Cycling Potrero Hill can demand more than a strenuous climb or two…or three. It can be an adventure, intended or not. I first discovered the Hill as a bike messenger after moving to San Francisco in 1982. A notable neighborhood feature is that while it’s a hill, it’s shaped like a mountain. Most San Francisco knolls have up and down slopes. The Hill’s contours, uneven ridgeline and dead-end streets require cyclists to properly navigate it to avoid having to make an extra climb. A navigational error can add an unnecessary steep ascent.
In the previous century, before the technology industry proved itself “disruptive,” a messenger might pick up several small packages in Financial District high rises, sprint south to make deliveries in South-of-Market and Showplace Square and then climb the Hill’s steep pavement, usually up to 18th or 20th streets. Along the route there might be a package to be retrieved on the Hill for delivery back Downtown. And the rider might stop for some needed calories at Chiotras, the Hill’s historic “corner store not on a corner.”

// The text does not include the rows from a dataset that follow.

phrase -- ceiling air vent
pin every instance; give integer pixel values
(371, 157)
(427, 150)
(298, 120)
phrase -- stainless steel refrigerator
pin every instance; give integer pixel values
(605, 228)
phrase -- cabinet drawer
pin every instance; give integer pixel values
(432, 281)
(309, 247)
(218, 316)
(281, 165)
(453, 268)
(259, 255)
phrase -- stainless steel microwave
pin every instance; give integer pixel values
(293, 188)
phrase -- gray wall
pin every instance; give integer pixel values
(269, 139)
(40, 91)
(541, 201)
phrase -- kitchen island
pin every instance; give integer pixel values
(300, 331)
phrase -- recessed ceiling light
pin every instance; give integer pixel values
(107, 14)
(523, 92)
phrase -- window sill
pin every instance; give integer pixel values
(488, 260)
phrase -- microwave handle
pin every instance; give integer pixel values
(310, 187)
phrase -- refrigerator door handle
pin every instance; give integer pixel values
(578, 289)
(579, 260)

To make a pickup in the Mission District, the messenger would wind down what’s truly the world’s crookedest street and over the freeway. Or the courier might ride the other direction to deliver in Dogpatch, Bayview, Candlestick Park and beyond.
Somewhere on the Hill’s upper northern slope a courier might pause to view the Bay Area; the draw was most often the Downtown skyscrapers. Less than half an hour earlier he’d been in those buildings; now they looked far away. In this moment of serenity, the high rises seemed almost otherworldly compared to the noisy, jampacked streets they occupied.
My courier work introduced me to the Hill, but it was my career in mosquito control that took me everywhere in the neighborhood. A mosquito control technician rides their bike on every City street, except the Presidio, to inspect sewer basins. If the basin contains water, the technician drops an organic larvicide into it to kill mosquito larvae.
In my eight years as a mosquito control tech people occasionally asked me what I was doing. Whether I was in Pacific Heights or Potrero Annex-Terrace, San Franciscans seemed to respect the difficulty of this public service task that wasn’t bothering anyone. Except baby mosquitoes.
Messengers and mosquito control techs find money, tools and other valuables on the streets. One Indian summer afternoon in 2015, I was working mosquito control on Carolina Street. I shifted into low gear to complete my climb to 22nd and Carolina streets, a 320-foot high peak. Approaching the intersection, I saw a box sitting in the middle of it. As if to reward me for climbing to its peak, the Hill had given me a case of wine!
With bungee cords, I carefully strapped the case to my rear rack and walked my bike down the hill. At Potrero del Sol Park, I rendezvoused with co-workers and gave them a few bottles. Later, one colleague went online to look up the prices. The case’s total value was more than $600, making it my most valuable “ground score” ever.